Without deeper thought, one might easily assume the time complexity of the tromino algorithm is O(n^4). This is because the algorithm divides the matrix into 4 smaller subproblems, suggesting a recursive solution that calls itself 4 times.

However, this is not the case. The actual time complexity of the algorithm is O(n^2). Let’s explore why.

What is the Tromino Tiling Problem (A Brief Overview)

A tromino is a block made of three squares in an L-shape.

The problem involves n x n grid (specifically, 2^n * 2^n grid) using these trominoes.

The Tiling must follow these conditions

• The entire grid must be covered by trominoes, except for one pre-selected missiing square.
• No trominoes can overlap.
• No tromino can extend the boundaries of the grid.

Strategy to solve the problem

We will use a divide-and-conquer approach, which is implemented using recursion.

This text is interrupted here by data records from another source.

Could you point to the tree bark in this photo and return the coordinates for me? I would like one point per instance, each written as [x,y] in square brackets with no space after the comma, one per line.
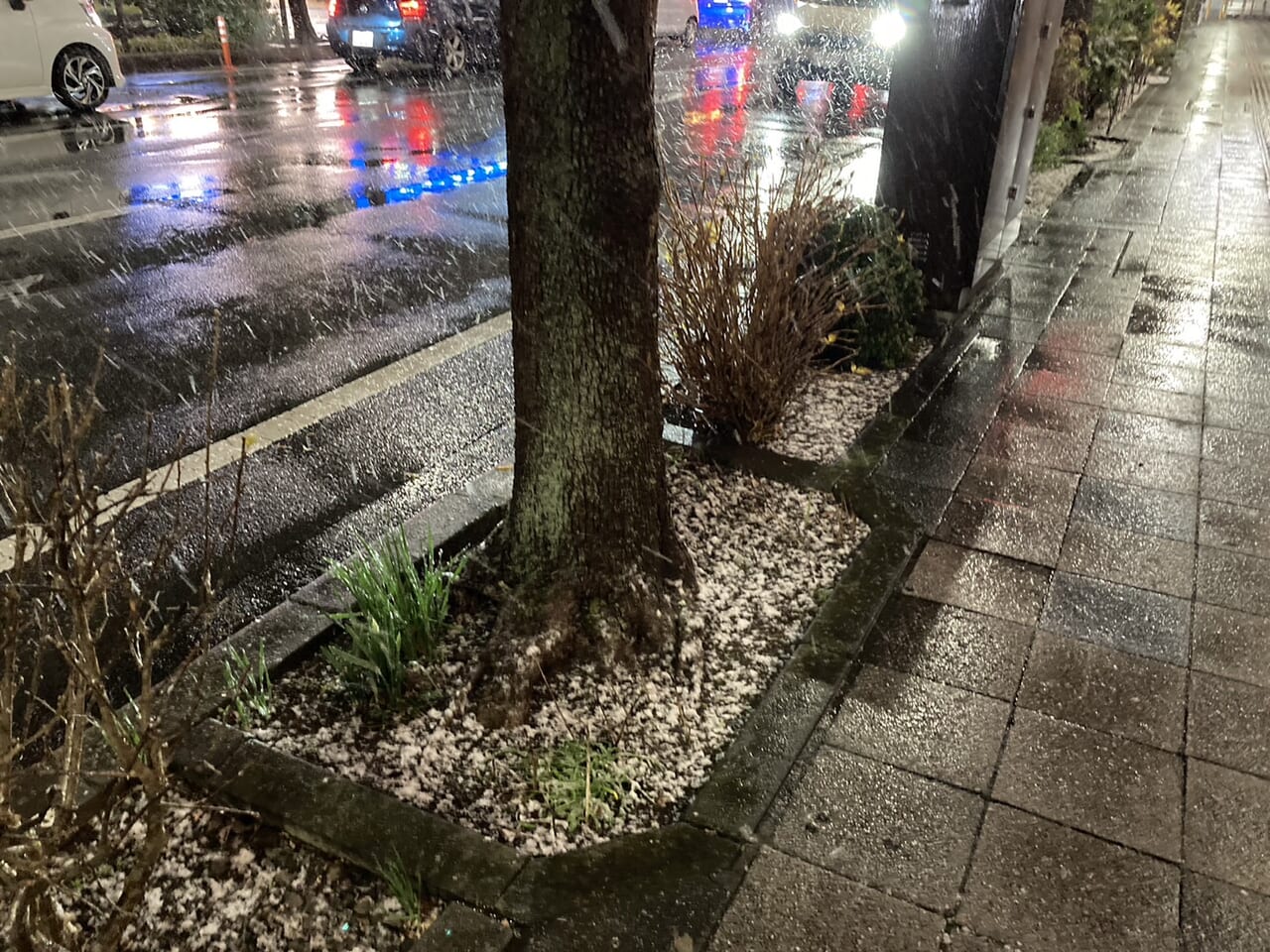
[302,23]
[588,539]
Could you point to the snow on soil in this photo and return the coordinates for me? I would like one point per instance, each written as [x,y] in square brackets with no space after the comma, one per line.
[762,552]
[226,884]
[835,407]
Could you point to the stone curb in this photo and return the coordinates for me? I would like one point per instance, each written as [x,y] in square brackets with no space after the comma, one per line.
[291,629]
[746,779]
[347,819]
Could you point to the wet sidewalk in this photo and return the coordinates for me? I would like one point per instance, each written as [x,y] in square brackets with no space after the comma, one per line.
[1060,738]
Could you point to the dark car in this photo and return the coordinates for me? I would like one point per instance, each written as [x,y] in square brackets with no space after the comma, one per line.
[449,35]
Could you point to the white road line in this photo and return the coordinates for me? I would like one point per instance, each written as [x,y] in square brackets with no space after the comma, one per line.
[24,230]
[193,467]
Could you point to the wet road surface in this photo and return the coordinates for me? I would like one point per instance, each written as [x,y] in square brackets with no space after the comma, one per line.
[327,227]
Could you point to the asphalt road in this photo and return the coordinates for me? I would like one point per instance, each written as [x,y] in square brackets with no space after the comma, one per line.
[327,227]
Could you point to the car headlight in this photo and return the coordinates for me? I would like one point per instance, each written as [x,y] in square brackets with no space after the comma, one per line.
[788,24]
[888,30]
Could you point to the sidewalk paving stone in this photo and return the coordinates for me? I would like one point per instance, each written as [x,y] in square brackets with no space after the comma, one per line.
[1237,447]
[1142,466]
[925,463]
[1236,484]
[1232,644]
[1078,420]
[880,825]
[1020,484]
[1014,531]
[1107,785]
[1093,476]
[788,904]
[1188,408]
[1234,580]
[1175,380]
[1037,445]
[1222,918]
[1227,825]
[979,581]
[928,728]
[951,645]
[1110,690]
[1153,512]
[1129,557]
[1234,527]
[1228,721]
[1035,884]
[1118,616]
[1156,431]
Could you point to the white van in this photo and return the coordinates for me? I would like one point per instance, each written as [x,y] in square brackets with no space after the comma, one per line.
[60,48]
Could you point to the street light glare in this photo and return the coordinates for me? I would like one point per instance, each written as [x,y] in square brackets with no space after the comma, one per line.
[788,24]
[889,28]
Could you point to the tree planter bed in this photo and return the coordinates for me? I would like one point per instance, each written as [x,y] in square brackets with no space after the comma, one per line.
[225,883]
[837,405]
[762,549]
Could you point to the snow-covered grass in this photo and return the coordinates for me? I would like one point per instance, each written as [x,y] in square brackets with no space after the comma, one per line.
[822,422]
[226,884]
[762,551]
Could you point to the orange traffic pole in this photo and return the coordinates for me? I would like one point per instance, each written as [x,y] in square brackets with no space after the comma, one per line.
[222,28]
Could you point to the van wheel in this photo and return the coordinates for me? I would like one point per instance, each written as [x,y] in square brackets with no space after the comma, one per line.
[451,54]
[362,64]
[80,79]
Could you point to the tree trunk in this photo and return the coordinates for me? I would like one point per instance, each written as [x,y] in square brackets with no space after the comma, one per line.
[302,23]
[588,539]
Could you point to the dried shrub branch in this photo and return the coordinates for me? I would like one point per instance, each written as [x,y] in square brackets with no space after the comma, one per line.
[84,740]
[744,308]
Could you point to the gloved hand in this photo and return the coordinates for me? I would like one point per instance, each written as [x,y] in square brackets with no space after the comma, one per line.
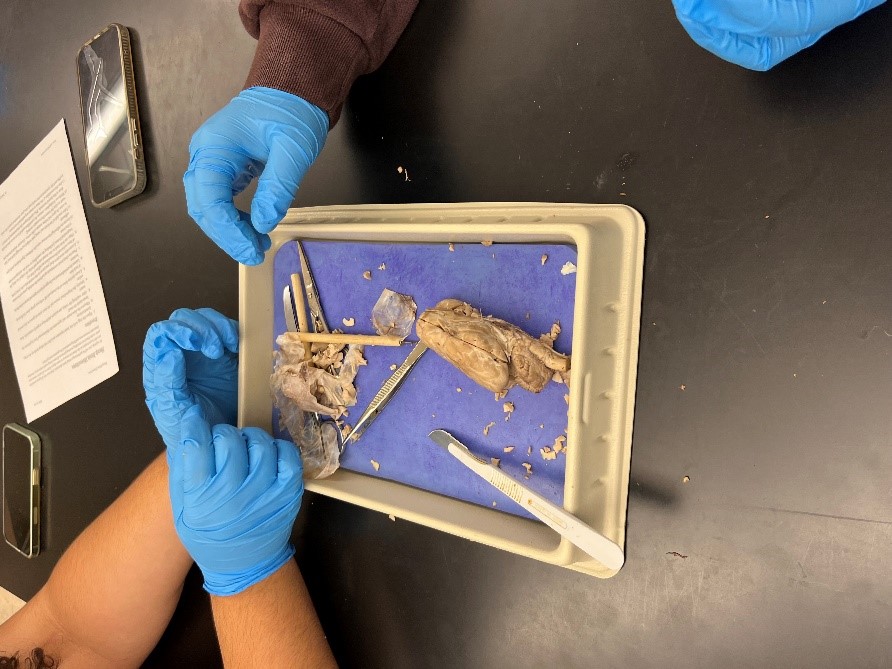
[758,34]
[191,360]
[259,127]
[240,493]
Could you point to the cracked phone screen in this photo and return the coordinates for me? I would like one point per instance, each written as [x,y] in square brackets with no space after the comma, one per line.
[106,121]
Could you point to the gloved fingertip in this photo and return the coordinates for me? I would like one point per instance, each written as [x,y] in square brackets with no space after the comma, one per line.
[264,216]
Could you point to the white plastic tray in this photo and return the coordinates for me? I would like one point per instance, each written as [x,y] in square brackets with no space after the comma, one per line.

1. Divide the n x n grid into four smaller n / 2 * n / 2 sub-grids or quadrants.
2. Place one tromino at the center of the grid, oriented so that it covers one square in each of the three quadrants that do not contain the missing square from the previous step.
3. This leaves for smaller sub-grids, each with exactly one square missing. These becomes four new, smaller versions of the original problem.
4. The recursion continues until the grid size is 2 x 2. This is the base case, which is solved by placing a single tromino to cover the three available squares.

Time Complexity

First, the work required to place a single tromino on the grid is constant, which we can denote as O(1).

In this algorithm, n represents the side length of the grid. In each recursive step, we do two things:

1. Perform the O(1) work of placing one tromino the center.
2. Launch four recursive calls for the for sub-grids, each with side length of n/2.

Therefore, the time complexity T(n) can be described by the recurrence relation:

T(n) = 4T(n/2) + O(1)

According to the Master Theorem, this recurrence solves to O(n^2).

So, why isn’t the time complexity O(n⁴)

The incorrect assumption of O(n^4) happens if you mix up variables.

Let’s define a new variable N, as the total number of squares, so N = n^2

If you try to write the recurrence using N, the side length n becomes √N. A subproblem with side length n/2 has a total of (n/2)^2 = N / 4 squares.

So in terms of N (total squares), the recurrence is T(N) = 4(T/4) + O(1).

By the Master Theorem, this solves to O(N). Since, N = n^2, the complexity is O(n^2).